Everyone might get used to the following question in the context when $f$ is assumed to be Lebesgue integrable function. In this problem, we give new hypotheses
Let $f:\mathbb{R}\rightarrow\mathbb{R}$ be a non-negative continuous function satisfying $\int_{\mathbb{R}}f(x)dx<\infty.$ Then prove that $$\lim_{h\rightarrow 0}\int_{\mathbb{R}}|f(x+h)-f(x)|dx=0.$$
I have been thinking about mimicking the idea of proof from $f$ being Lebesgue integrable function. To me, it does not seem work successfully. Without applying knowledge from Lebesgue integration, how does everyone tackle the problem?

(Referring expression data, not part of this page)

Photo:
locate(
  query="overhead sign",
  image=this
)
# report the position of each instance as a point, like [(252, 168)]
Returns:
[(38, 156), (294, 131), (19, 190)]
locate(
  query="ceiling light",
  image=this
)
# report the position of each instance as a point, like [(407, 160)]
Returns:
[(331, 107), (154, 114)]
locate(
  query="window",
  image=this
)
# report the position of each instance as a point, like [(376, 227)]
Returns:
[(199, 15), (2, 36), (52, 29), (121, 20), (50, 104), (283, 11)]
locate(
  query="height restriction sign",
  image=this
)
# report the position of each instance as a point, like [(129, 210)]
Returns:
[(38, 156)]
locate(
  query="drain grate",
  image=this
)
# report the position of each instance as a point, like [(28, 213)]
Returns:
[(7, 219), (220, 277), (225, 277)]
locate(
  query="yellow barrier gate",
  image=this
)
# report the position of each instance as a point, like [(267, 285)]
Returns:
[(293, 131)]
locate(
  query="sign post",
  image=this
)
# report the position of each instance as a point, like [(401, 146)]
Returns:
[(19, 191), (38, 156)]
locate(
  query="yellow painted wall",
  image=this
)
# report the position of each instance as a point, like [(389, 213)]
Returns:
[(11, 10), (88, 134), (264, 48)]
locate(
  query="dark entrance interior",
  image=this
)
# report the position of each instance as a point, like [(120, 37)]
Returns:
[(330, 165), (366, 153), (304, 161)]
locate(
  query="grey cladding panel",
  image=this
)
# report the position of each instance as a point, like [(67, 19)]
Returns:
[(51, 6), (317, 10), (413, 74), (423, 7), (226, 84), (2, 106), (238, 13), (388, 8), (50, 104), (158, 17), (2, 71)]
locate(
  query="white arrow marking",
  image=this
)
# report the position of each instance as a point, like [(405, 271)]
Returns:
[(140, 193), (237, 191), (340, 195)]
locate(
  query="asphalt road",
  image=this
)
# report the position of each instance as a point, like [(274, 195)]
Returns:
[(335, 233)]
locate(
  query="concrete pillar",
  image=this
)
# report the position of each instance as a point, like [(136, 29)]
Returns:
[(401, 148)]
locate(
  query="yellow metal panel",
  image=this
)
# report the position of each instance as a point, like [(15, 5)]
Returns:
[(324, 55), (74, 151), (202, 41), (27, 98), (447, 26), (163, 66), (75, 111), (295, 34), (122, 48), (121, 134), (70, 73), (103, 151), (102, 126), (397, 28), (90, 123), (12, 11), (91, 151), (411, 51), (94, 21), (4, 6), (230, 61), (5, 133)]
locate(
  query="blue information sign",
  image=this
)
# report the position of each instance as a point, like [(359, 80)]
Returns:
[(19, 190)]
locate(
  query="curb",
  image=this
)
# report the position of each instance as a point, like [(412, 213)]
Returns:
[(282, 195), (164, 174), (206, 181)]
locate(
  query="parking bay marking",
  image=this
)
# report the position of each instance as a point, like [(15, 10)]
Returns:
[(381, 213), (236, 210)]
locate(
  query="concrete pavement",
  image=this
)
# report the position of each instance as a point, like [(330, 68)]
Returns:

The finitenss of the improper Riemann integral $\int_{-\infty}^{\infty} f(x)dx$ implies that given $\epsilon >0$ we can find $\Delta$ such that $\int_{-\infty}^{-\Delta} f(x)dx <\epsilon$ and $\int_{\Delta}^{\infty} f(x)dx<\epsilon$. For $|h| <1$ the function $f(x+h)-f(x)$ vanishes for $|x| >\Delta +1$. Hence $\int_{\mathbb R} |f(x+h)-f(x)|dx=\int_{-\Delta-1}^{\Delta +1} |f(x+h)-f(x)|dx$. By uniform continuity of $f$ ( on $[-\Delta -2, \Delta +2]$) we can choose $\delta >0$ such that $|h|<\delta$ implies $|f(x+h)-f(x)|<\frac {\epsilon} {2\Delta +2}$ whenever $x \in [-\Delta -1,\Delta +1]$. Hence $\int_{\mathbb R} |f(x+h)-f(x)|dx<3\epsilon$ for $|h| <\delta$.